And then the UK proceeded to torture him themselves (torture are the words
"The Lancet" used [1], they cannot reasonably be dismissed as cranks) ...
Illegally, by UK laws, and refuse to be held accountable for that in their own
courts. Not that the judge even tries to demand reasonable treatment for
Julian Assange from the prosecutor.

UK laws are very clear on what should happen in this case: because of the
government's treatment of Assange the case should be thrown out, because
obviously the government has acted illegally against him on MANY occasions,
they don't even give him his rights INSIDE THE COURTROOM (to talk to his
lawyer privately and however much he wants without interference). The
government DOES NOT have the right to sue somebody for anything once they have
tortured him. Once they have lied about the case, they lose the right to sue.
Once they refuse medical aid to a prisoner, they lose the right to sue. They
have spied on his communication with his lawyer, again grounds for dismissal.
They are obviously not feeding him right, which again would normally
disqualify the government's case. Or at the very least, warrants a delay in
the case with him decently taken care of until he is once again strong and fit
enough to stand trial. Note that this is completely independent of the merit
of the case itself: the QC in any normal case like this would never be allowed
to make their case without fixing these issues first. Some of these reasons
for dismissal the judge has seen happen right in front of him with his own
eyes.

Then there is the fact that the UK government does not have evidence against
Assange on this crime (because he violated US law, not UK law), furthermore I
do not see how it could -legally- obtain any such evidence.

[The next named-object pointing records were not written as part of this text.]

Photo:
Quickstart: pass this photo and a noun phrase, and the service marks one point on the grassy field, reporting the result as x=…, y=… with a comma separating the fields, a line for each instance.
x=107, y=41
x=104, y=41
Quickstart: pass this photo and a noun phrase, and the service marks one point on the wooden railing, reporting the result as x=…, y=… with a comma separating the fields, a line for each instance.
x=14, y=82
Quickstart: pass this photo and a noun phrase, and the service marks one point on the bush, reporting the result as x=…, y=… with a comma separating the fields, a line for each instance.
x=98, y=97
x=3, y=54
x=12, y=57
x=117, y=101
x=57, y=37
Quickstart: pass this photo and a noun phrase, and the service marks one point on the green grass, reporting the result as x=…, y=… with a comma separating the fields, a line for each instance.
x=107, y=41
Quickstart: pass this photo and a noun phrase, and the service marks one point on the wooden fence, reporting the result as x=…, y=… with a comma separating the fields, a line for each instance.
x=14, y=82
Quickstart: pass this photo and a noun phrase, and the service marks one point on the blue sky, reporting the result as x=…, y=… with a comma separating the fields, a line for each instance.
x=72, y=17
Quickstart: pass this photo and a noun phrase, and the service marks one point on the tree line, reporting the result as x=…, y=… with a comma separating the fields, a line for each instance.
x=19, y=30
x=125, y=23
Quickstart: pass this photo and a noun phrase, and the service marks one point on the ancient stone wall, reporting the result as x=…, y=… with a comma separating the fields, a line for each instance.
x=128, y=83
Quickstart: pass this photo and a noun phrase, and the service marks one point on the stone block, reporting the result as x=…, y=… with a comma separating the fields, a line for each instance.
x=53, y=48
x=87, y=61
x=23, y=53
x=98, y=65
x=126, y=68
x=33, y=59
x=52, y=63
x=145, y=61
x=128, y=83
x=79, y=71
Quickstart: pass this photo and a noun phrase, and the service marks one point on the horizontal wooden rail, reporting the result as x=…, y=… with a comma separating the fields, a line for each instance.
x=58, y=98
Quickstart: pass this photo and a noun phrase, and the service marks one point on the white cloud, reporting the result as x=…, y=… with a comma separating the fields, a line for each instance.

And yet this farce continues. The judge systematically refuses to face issues
of fairness of the case and is obviously intimidated by the government.

This shows one thing very clearly : the United Kingdom's government (the
"executive") has ZERO intention of following through on their commitment to
either follow their own laws, respect human rights and has no qualms
whatsoever to threaten their own branches of government, when they want to
violate laws.

[1]
[https://www.thelancet.com/journals/lancet/article/PIIS0140-6...](https://www.thelancet.com/journals/lancet/article/PIIS0140-6736\(20\)30383-4/fulltext)

------
DiogenesKynikos
The surreal aspect of this is the UK prosecution's assertions that the US
prosecution is not politically motivated. All you have to do is look at the
speech that CIA Director (now Secretary of State) Mike Pompeo made about
Wikileaks and Assange in April 2017.[1] These passages give a taste of his
remarks:

> It is time to call out WikiLeaks for what it really is – a non-state hostile
> intelligence service often abetted by state actors like Russia.

> No, I am quite confident that had Assange been around in the 1930s and 40s
> and 50s, he would have found himself on the wrong side of history.

> We know this because Assange and his ilk make common cause with dictators
> today.

> That Assange is the darling of terrorists is nothing short of reprehensible.

> No, Julian Assange and his kind are not the slightest bit interested in
> improving civil liberties or enhancing personal freedom. They have pretended
> that America’s First Amendment freedoms shield them from justice. They may
> have believed that, but they are wrong.

> Assange is a narcissist who has created nothing of value. He relies on the
> dirty work of others to make himself famous. He is a fraud—a coward hiding
> behind a screen.

> First, it is high time we called out those who grant a platform to these
> leakers and so-called transparency activists. We know the danger that
> Assange and his not-so-merry band of brothers pose to democracies around the
> world. Ignorance or misplaced idealism is no longer an acceptable excuse for
> lionizing these demons.

> Third, we have to recognize that we can no longer allow Assange and his
> colleagues the latitude to use free speech values against us. To give them
> the space to crush us with misappropriated secrets is a perversion of what
> our great Constitution stands for. It ends now.

But if you listen to the UK prosecutor, Assange is just being prosecuted
because some low-level prosecutor in the US decided, on their own initiative,
to build a case against him. The fact that high-level officials in the US
government have been openly calling for an example to be made of Assange is
supposed to be irrelevant.

The UK should have dismissed this extradition request out-of-hand when it was
first made, given the obvious political motivations behind it. The US-UK
extradition treaty makes it very clear that extradition is not allowed in such
cases.

1\. [https://www.cia.gov/news-information/speeches-
testimony/2017...](https://www.cia.gov/news-information/speeches-
testimony/2017-speeches-testimony/pompeo-delivers-remarks-at-csis.html)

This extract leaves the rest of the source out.